4.3 Why Project Settings Matter
In Treeify, configuring your Project correctly has a direct impact on the accuracy, coverage, and efficiency of the AI-generated test cases. It determines which domain knowledge Treeify should use, which testing dimensions it should focus on, and at what level of granularity it should generate your results, so the output better fits your business and your current testing stage.
Industry
Treeify activates relevant domain knowledge and terminology based on the industry you select, helping it understand requirement meaning and business processes more accurately.
Why it matters:
- It helps AI build context that is closer to the real business. For example, "claim submission" in insurance is very different from "placing an order" in e-commerce.
- Industry-specific workflows and terminology reduce the risk of fabricated assumptions and make the generated output more realistic.
Example:
In a Healthcare scenario, Treeify will proactively pay attention to compliance-related concerns such as HIPAA, including access control and audit trails.
Testing Type
You can choose the testing directions that should receive the most attention in the current generation, such as:
- Functional
- Performance
- Security
- Compatibility
- API
- More types are being added continuously
Why it matters:
- It helps AI decide which test objects and test scenarios should be generated.
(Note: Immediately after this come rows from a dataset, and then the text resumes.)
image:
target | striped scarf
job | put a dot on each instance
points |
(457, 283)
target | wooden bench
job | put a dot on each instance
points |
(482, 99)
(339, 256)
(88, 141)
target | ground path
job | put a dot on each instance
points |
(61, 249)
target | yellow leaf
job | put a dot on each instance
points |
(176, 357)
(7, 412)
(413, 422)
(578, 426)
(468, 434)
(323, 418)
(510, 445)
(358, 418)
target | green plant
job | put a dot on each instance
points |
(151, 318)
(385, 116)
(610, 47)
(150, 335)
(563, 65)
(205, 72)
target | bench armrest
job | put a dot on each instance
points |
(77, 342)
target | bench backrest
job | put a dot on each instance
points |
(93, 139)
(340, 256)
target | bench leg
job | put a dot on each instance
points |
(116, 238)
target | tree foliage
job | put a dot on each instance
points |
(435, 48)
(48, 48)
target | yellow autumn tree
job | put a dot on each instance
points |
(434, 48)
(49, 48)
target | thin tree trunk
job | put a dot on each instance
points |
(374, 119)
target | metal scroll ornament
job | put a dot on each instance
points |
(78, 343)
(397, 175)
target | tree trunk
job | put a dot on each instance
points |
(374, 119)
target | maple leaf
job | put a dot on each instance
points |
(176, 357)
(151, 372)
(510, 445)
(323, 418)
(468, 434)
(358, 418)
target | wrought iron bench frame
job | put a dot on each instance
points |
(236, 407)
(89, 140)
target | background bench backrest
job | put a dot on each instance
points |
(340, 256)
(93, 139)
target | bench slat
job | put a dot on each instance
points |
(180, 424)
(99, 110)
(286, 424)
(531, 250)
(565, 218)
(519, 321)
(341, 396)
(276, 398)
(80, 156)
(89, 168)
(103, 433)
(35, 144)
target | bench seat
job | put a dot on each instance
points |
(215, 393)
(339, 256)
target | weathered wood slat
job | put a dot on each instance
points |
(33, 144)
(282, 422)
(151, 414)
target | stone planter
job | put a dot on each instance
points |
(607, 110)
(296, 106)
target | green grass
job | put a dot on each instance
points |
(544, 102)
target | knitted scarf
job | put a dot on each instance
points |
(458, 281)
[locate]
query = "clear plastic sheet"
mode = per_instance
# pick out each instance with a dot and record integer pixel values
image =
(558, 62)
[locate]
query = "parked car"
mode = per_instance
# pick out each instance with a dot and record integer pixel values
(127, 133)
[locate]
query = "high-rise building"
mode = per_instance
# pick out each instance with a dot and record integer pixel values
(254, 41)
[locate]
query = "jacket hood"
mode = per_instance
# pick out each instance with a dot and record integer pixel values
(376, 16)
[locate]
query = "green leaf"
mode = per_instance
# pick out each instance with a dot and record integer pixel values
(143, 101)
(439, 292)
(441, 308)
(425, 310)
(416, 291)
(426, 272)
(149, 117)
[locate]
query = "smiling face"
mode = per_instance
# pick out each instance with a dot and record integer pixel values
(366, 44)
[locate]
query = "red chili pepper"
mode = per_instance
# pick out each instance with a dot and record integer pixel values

- It keeps the output centered on the right dimensions instead of becoming too generic or drifting off target.
Example:
If you choose Performance Testing, Treeify will prioritize test objects and scenarios related to response time, concurrent users, throughput, and similar concerns.
Testing Stage
You should specify the testing stage you are currently in, for example:
- Requirement validation
- Integration testing
- System-level verification
- Regression testing
Why it matters:
- Treeify adjusts the granularity and scope of testing based on the stage.
- It makes the output better fit your current QA goal, whether you are checking high-level process risk or running stability-focused regression coverage.
Example:
In the system testing stage, Treeify tends to generate end-to-end business flows rather than unit-level or single-point checks.
Generation Strategy
You can choose how broadly and deeply AI should explore coverage:
- Strict: Generate strictly from the input you provide. Accuracy is usually higher, but it may not fill in coverage points that are implied but not explicitly stated.
- Complement: Allow AI to make reasonable additions based on industry and domain patterns. Coverage is broader, but it consumes more Credits and may include some lower-priority test cases.
Why it matters:
- It affects generation depth, coverage breadth, and Credit usage.
Complementis more exhaustive, but it usually requires more prioritization and review afterward.
Tip
- When you already have complete, clear, and executable requirement input, choose Strict first for more stable and precise results.
- When you are still in an early exploration stage, the requirements are not detailed enough, or you want to quickly broaden coverage, choose Complement to fill in ideas and boundaries.